Iván Martín, de Magallanes VI, cuenta las decisiones que tomaron en pleno pánico de mercado para obtener los retornos que tiene.
Hace apenas dos meses, Iván Martín se sentó en el estudio de Tu Dinero Nunca Duerme con el IBEX cayendo un 5% en tiempo real. El socio director y fundador de Magallanes Value Investors mantuvo la calma y lanzó un mensaje que entonces podía sonar a tópico: momentos como ese eran una oportunidad, no una amenaza. Hoy, con los mercados europeos recuperados y el fondo Magallanes European marcando una rentabilidad del 15% desde aquellos mínimos, ha vuelto al programa para hacer balance.
"El diagnóstico que hicimos se ha demostrado", admite Martín con la serenidad característica de quien lleva años repitiendo el mismo mantra: comprar barato, mantener la calma y dejar que el tiempo trabaje. Lo que cambia cuando hay pánico en el mercado, explica, no es la filosofía sino la urgencia: las mismas empresas que antes resultaban atractivas aparecen de repente con descuentos del 15%, el 20% o incluso el 30%. El inversor que aguanta sin vender y tiene liquidez para comprar más sale reforzado. El que cede al instinto de protección y huye de la renta variable se pierde las primeras jornadas de rebote, que son precisamente las que explican gran parte de la rentabilidad acumulada a largo plazo.
En Magallanes no solo aguantaron. Incrementaron posiciones, y lo hicieron en sectores que a priori parecían los más expuestos: industriales, empresas de servicios petrolíferos y, sobre todo, químicas europeas. Esta última apuesta resultó ser la más sorprendente. Según la lógica convencional, una subida del precio de la energía debería hundir a los productores químicos europeos, cuyo principal coste de producción es precisamente el petróleo y el gas. Sin embargo, el conflicto tensionó también el suministro hacia Asia, restando competitividad a los productores chinos y beneficiando a las compañías europeas. El resultado: subidas de entre el 30% y el 40% en pocas semanas, a la altura de las petroleras.
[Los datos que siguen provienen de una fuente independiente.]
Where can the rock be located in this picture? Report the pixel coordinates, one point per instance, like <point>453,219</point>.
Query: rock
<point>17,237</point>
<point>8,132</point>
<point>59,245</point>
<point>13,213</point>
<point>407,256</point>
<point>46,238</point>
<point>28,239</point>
"Casi nunca sabemos cuál va a ser el catalizador", reconoce Martín. "La certeza es que estás comprando muy barato." En el caso de Ventac, distribuidor químico de referencia en Europa y una de las principales posiciones del fondo, la tesis sigue intacta pese al rebote: la compañía cotiza todavía muy por debajo de su valor de reposición y Magallanes le ve un potencial adicional del 60-70%.
La otra cara de la gestión activa es saber cuándo recoger beneficios y rotar. Telecom Italia, que llegó a ser la primera posición del fondo, ha salido de la cartera tras doblar su valor. El dinero se ha reinvertido en ArcelorMittal y Venta, que han rebotado un 30% desde los mínimos pero, a juicio del equipo gestor, conservan aún un largo recorrido.
Sobre el mercado americano, Martín es más cauto. El S&P 500 ha absorbido la crisis casi sin cicatriz visible, pero el 80% de su rentabilidad la generan apenas diez valores. Cuando SpaceX, OpenAI y Anthropic salgan a bolsa —algo que Martín considera inminente— la concentración del índice pasará de diez a trece nombres controlando la mitad del peso total. "Si no es una burbuja, se le parece mucho", concluye. Y recuerda que el antídoto contra el FOMO no es perderse la fiesta, sino saber que hay otras mesas donde sentarse.